И вот сейчас я на "Сучку" эту молился. Между ЖЭКом, куда я, дурень, поперся с утра, не смотря телевизоры-интернеты, и домом, где ждала, я надеюсь, любимая жена и не менее любимая лапочка-дочка, находились школа и Высшая мореходка. Когда я, простояв, а затем пробегав по кабинетам расположенного в подвале жилтреста четыре часа, уже серьезно взволновался идиотскими рассказами вездесущих ЖЭКовских бабок о творящемся в городе беспределе, и выскочил на крыльцо, набрать на не ловящем связь в подвале мобильнике домашний телефон, из школы уже вываливался плотно спрессованный ком неживых детишек. А наиболее резвые из них выбредали за школьную ограду и тянулись к проходящим мимо прохожим.
Как я не обоссался, когда, из-за угла дома вывалилась ковыляющая на каблуках десятиклассница, у которой половина лица была накрашена с присущим молодым максимализмом, а другая половина была съедена напрочь, я не знаю. И когда эта девочка-смерть навелась на меня, стоящего на крыльце, угукнула, и лунной походкой Майкла Джексона с ДЦП, вытянув вперед руки, направилась в мою сторону, меня разбил нервный паралич. Меня, взрослого мужика, повидавшего Крым и рым, спасла одна из придомовых бабулек. Она подала звуковой сигнал. Увидев ковыляющую к нам девочку, она подала звуковой сигнал такой силы и частоты, что будь я действительно полностью парализован, даже всю жизнь, я бы встал и пошел. Нет, наверное, побежал бы. А так я всего лишь схватил из кучи стоящего у подъезда ЖЭКовского скарба штыковую лопату и ударил ребенка. Ударил лопатой, плашмя, с заплечного размаха, по целой части головы. Девочку, и так неплотно стоявшую на ногах из-за каблуков и смерти, впечатало в стену дома. Схватив бабку за какие-то части висевшей на ней одежды, я рывком втолкнул ее в открытую ей же дверь подъезда хрущевского дома. Бабка с писком улетела под лестницу, а я захлопнул дверь, слава Богу, снабженную кодовым замком. Потом уселся на лестницу, обхватил голову руками и завыл.

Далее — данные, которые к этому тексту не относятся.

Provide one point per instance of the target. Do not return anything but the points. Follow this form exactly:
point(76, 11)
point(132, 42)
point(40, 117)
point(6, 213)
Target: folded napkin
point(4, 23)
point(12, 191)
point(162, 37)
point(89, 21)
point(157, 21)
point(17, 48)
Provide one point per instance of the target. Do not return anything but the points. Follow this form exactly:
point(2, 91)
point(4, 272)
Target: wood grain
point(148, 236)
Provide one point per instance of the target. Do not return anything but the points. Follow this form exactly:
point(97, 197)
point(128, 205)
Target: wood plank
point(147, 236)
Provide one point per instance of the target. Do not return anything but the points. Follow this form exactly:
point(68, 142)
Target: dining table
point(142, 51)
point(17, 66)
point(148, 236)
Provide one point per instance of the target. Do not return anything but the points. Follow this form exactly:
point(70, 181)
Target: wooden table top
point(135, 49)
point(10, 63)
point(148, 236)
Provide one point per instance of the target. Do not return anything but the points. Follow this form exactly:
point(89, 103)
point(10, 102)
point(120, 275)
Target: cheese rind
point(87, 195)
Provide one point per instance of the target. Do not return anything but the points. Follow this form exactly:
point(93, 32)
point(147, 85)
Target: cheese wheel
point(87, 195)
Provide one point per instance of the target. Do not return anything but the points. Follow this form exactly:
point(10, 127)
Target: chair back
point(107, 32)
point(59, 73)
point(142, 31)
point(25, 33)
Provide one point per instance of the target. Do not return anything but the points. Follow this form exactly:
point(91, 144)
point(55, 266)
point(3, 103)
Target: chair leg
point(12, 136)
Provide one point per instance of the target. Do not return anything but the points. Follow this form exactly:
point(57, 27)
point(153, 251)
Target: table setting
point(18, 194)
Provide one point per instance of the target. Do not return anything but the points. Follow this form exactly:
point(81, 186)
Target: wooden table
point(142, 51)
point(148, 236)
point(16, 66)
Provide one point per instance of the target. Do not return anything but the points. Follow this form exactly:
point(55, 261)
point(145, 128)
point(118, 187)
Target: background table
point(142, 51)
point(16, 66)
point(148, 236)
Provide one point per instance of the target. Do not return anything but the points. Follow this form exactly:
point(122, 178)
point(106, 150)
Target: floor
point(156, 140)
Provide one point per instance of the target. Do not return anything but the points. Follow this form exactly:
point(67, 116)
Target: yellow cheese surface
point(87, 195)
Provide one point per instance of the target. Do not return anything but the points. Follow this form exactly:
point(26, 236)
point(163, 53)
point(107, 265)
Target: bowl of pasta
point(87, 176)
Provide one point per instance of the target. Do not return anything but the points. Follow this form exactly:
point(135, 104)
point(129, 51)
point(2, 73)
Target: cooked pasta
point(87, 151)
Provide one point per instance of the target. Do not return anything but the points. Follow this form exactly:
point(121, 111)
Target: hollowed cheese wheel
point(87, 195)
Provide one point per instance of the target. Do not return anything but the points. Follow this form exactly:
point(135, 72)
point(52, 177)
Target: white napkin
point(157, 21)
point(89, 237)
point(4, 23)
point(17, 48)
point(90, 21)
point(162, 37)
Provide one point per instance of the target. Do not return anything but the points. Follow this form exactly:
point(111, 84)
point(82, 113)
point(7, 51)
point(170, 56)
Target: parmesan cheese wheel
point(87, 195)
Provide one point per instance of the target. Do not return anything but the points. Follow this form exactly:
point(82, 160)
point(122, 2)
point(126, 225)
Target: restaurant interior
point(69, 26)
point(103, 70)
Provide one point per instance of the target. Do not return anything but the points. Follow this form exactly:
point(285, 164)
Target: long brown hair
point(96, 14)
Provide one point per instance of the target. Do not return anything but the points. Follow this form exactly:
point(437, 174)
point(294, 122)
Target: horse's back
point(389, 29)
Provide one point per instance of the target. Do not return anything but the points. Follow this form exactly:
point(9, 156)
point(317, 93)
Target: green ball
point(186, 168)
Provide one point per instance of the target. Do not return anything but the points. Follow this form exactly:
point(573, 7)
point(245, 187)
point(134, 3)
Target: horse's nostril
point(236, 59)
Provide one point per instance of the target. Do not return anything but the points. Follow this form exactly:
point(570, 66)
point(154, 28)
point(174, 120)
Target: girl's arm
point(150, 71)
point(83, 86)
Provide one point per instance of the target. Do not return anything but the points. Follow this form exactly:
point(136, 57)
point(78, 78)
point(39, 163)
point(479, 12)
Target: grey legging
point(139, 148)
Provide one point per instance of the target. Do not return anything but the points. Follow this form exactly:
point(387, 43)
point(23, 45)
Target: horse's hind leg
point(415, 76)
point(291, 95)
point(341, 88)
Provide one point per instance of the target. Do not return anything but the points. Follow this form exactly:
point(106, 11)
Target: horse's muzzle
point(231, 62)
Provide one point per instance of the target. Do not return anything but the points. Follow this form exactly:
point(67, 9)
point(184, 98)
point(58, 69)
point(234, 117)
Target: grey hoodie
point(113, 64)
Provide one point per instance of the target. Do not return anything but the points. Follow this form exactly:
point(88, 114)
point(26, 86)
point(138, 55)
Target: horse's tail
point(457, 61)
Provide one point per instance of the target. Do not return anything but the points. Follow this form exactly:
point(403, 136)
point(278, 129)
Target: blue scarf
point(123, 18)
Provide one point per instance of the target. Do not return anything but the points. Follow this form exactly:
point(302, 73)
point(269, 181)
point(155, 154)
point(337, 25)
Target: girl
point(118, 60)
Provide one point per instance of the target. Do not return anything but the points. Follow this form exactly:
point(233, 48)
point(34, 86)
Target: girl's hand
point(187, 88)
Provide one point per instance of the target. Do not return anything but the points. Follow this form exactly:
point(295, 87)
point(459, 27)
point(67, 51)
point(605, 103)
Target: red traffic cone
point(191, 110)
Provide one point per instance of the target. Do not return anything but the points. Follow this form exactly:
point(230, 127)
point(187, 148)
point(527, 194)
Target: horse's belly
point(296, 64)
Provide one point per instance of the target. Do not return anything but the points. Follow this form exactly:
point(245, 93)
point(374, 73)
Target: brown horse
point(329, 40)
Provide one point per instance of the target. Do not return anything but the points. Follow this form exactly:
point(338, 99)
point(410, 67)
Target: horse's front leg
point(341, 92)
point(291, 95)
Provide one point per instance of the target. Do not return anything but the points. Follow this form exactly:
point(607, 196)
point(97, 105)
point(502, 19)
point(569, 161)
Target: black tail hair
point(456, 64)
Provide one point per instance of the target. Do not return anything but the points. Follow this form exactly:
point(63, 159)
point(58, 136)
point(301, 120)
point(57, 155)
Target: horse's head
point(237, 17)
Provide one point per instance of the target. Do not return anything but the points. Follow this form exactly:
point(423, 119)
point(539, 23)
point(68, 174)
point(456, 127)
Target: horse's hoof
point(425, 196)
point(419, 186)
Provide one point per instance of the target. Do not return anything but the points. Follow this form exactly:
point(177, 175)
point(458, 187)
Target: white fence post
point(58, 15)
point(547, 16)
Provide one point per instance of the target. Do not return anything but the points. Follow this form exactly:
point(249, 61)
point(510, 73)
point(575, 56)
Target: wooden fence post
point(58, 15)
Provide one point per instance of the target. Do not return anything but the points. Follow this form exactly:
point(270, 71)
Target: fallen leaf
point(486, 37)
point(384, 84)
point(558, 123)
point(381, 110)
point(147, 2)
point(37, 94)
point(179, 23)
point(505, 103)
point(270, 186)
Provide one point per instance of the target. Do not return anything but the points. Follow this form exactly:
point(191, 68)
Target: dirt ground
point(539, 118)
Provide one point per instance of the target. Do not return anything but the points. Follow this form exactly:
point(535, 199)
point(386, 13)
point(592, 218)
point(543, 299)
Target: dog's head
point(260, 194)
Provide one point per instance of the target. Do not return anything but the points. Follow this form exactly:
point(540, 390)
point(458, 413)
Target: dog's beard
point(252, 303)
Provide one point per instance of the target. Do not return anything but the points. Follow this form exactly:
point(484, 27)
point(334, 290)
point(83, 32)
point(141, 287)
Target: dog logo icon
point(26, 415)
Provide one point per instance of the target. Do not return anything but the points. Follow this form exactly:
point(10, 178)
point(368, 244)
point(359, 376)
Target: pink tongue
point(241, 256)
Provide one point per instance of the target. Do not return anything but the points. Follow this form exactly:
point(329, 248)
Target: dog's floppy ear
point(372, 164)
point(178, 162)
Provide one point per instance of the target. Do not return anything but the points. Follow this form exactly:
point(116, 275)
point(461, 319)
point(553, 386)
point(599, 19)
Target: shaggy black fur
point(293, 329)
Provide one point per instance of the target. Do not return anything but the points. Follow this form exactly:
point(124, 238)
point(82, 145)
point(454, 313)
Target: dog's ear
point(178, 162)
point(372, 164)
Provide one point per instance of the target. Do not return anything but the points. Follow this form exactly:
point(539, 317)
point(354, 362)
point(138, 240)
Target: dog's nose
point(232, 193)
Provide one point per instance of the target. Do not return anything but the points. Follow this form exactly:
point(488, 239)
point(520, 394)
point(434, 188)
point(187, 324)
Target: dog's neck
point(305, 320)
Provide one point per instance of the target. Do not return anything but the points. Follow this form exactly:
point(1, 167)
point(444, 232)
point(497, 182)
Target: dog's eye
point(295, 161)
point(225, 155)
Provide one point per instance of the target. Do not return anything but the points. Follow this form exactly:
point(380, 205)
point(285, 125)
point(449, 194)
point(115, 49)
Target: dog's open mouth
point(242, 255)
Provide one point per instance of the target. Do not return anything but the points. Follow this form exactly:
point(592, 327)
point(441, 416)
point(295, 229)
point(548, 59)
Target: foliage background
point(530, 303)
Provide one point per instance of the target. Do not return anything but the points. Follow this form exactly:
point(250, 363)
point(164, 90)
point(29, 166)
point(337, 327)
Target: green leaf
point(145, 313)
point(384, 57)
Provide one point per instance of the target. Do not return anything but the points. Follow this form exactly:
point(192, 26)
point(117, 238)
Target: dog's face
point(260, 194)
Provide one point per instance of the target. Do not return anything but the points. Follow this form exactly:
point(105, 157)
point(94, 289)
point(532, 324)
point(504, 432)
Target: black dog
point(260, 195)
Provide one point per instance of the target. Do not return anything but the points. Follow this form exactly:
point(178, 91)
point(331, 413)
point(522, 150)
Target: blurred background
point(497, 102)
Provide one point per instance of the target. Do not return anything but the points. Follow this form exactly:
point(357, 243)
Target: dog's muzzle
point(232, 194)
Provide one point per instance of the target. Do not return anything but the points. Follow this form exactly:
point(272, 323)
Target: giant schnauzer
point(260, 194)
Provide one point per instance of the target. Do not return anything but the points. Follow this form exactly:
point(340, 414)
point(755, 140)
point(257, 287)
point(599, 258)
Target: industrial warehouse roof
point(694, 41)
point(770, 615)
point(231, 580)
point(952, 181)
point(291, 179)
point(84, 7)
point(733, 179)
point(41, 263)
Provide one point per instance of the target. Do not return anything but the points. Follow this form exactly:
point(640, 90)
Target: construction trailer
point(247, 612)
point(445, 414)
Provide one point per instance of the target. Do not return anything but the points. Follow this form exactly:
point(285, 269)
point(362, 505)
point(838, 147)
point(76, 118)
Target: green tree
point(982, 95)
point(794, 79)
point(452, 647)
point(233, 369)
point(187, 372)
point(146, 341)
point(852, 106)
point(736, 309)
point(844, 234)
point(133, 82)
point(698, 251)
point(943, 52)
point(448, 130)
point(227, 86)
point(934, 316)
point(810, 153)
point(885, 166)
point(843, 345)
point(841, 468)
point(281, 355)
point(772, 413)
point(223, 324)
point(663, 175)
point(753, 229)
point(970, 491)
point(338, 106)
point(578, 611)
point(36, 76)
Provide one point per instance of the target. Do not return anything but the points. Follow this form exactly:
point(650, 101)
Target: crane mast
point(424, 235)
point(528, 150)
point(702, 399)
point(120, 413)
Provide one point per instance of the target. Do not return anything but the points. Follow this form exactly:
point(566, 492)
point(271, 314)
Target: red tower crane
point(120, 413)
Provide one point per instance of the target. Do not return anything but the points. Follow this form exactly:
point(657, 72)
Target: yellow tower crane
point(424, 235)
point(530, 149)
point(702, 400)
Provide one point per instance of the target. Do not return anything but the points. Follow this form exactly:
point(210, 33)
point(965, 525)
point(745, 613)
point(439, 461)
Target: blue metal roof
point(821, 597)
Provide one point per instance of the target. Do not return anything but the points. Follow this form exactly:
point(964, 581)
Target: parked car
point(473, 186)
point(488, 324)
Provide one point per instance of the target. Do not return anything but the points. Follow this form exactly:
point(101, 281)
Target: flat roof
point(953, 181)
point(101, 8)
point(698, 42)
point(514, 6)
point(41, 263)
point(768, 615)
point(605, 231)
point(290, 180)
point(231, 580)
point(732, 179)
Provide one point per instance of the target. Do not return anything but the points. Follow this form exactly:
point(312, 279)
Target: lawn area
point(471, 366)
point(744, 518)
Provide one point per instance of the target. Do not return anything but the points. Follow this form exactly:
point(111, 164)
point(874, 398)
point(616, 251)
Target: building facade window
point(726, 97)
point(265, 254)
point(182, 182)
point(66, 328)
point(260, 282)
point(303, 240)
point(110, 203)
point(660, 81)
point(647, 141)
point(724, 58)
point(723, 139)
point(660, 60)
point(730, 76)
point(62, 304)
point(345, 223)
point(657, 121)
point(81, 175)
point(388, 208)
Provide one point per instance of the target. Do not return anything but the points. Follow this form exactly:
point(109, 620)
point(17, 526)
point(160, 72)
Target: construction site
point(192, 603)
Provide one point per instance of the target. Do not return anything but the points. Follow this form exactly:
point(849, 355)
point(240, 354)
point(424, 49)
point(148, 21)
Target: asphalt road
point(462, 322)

Смерть мне приходилось видеть довольно часто, гораздо чаще, чем мне этого хотелось. Район, где я, сбежав от милицейской серости и добровольно-принудительных поездок на курорты Кавказа организованными вооруженными группами сотрудников, работал в прокуратуре, был самым большим в городе. Нет, у нас конечно не мегаполис, народу существенно меньше. Но и двести пятьдесят тысяч населения района гарантированно давали за ночь дежурства не менее десятка трупов. Плюс в стране шел период активного накопления капитала, сопровождавшийся, как водится, сокращением поголовья тянущихся к небесконечной кормушке индивидов. Так что вид травм различной степени тяжести, повлекших смерть потерпевшего, мне был привычен, рутинен. Но то, что я видел перед собой минуту назад, не входило ни в какие рамки. Тонкая, как лампочка накаливания, грань сумасшествия, засверкала у меня в голове.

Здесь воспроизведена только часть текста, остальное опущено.